In differential diagnoses and disease gene prioritization, the Human Phenotype Ontology (HPO) is often used to compare a phenotype profile against gold-standard phenotype profiles of diseases or genes. In his article [7], Köhler investigated how this comparison can be improved by exploiting structure and information existing in annotation datasets or full text disease descriptions. He tested a study-wise annotation model for diseases annotated with HPO classes and for genes annotated with GO classes. This paper adds weight to the need for enhancing simple flat list representations of disease or gene annotations.

Cheng et al., [8] addressed the question of finding similarities of terms between different ontologies (e.g. HPO, Disease Ontology (DO), „.etc.). They took advantage of the gene functional interaction network (GFIN) to explore such inter-ontology similarities of terms. They proposed InfAcrOnt to infer similarities between terms across ontologies and acquired similarities between terms across ontologies through modeling the information flow within the network by random walk. Comparisons of InfAcrOnt results and prior knowledge on pair-wise DO-HPO terms and pair-wise DO-GO terms showed high correlations.

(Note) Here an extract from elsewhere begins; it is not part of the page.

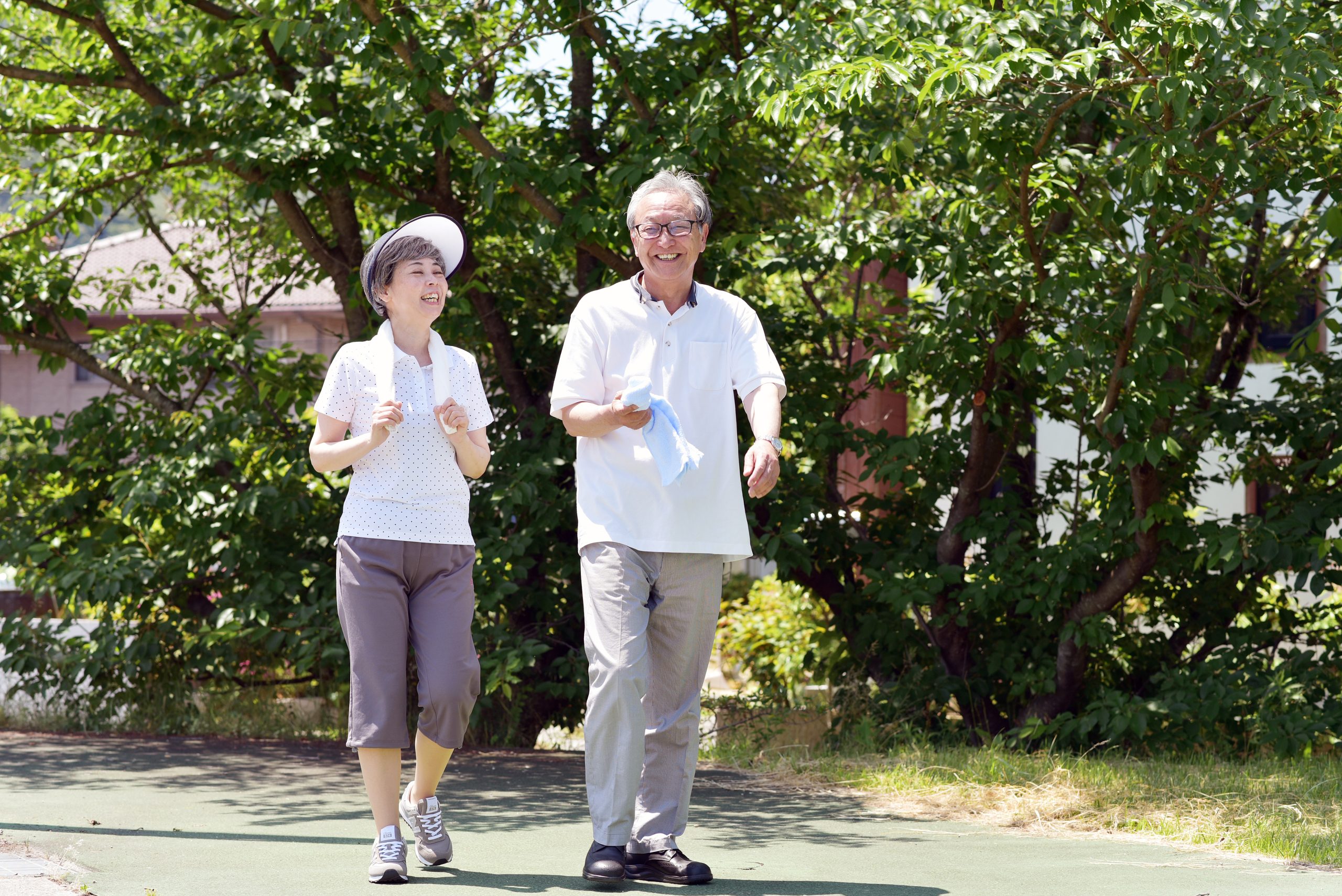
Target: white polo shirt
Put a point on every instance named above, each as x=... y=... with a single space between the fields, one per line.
x=696 y=359
x=408 y=489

4.2.2 Ontology Design and Documentation

Five of the candidate best papers present research in the ontology design domain [6], [10] [11] [12], [16]. This theme is common in the KRM section. While it was declining in recent years, it has become more present in 2018 than in previous years. In each case, articles described the motivation for building the ontology and developed the application that uses it for validation.

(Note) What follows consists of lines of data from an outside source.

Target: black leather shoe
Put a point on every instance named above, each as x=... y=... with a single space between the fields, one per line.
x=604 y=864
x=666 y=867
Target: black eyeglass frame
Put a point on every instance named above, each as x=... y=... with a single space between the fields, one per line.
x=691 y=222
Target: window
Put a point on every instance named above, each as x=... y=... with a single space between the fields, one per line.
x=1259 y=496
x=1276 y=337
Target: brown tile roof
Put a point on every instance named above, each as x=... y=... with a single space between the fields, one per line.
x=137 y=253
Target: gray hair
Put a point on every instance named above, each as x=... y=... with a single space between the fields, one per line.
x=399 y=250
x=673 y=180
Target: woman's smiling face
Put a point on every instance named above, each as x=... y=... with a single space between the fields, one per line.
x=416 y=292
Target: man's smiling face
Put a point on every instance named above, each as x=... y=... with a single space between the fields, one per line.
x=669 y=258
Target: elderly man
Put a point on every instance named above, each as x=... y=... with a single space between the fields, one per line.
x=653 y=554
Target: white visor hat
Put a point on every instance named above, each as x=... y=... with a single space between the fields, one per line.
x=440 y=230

Traverso et al., [12] developed a Radiation Oncology Ontology (ROO). This ontology takes into account a few standard ontologies as the Fundational Model of Anatomy (FMA), the National Cancer Institute thesaurus (NCIt), and others terminologies. Authors demonstrated the possible conversion of clinical data following the FAIR principles (Findability, Accessibility, Interoperability, and Reusability), by using a combination of ontologies and Semantic Web (SW) technologies. This work proposes, using SW technologies based on existing ontologies, to efficiently and easily query data from different sources (relational databases) without knowing a priori their structures.

Bibault et al, [10] developed a Radiation Oncology Structures (ROS) Ontology. This ontology also relies on several standard ontologies as FMA, Radlex, and others. Authors provided annotations of EHR radiation oncology data with ROS concepts and integrated them into their clinical data warehouse. Finally, they showed the utility of the ontology in order to integrate dosimetric data.

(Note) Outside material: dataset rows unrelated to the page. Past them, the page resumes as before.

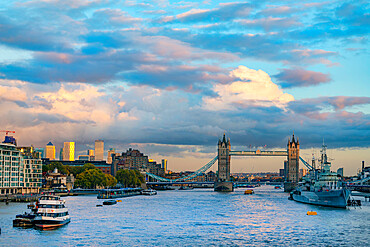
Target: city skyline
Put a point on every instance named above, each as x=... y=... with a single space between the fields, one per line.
x=170 y=78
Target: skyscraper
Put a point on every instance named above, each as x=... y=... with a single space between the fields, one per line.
x=164 y=165
x=50 y=151
x=110 y=152
x=99 y=150
x=69 y=151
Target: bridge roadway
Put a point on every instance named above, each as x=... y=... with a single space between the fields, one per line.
x=258 y=153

Jing et al., [6] described the motivation and the building of OntoKBCF, an ontology for the cystic fibrosis domain. They illustrated the lack of sufficient clinical actionable knowledge that is related to molecular genetic information. The Cystic fibrosis ontology (OntoKBCF) is just a use case example, but given its structure, it should be relatively straightforward to extend the prototype to cover different genetic conditions. The principles underpinning its development could efficiently serve the design of knowledge bases for alternative human monogenetic diseases.

Facing the significant time cost to build ontologies, Zhao et al., proposed a data-driven sublanguage pattern mining method that can be used to create a knowledge model [16]. They combined standard Natural Language Processing (NLP) and semantic network analysis in their model generation pipeline. The results suggest that their pipeline is able to produce a comprehensive content-based knowledge model to represent context from various sources in the same domain.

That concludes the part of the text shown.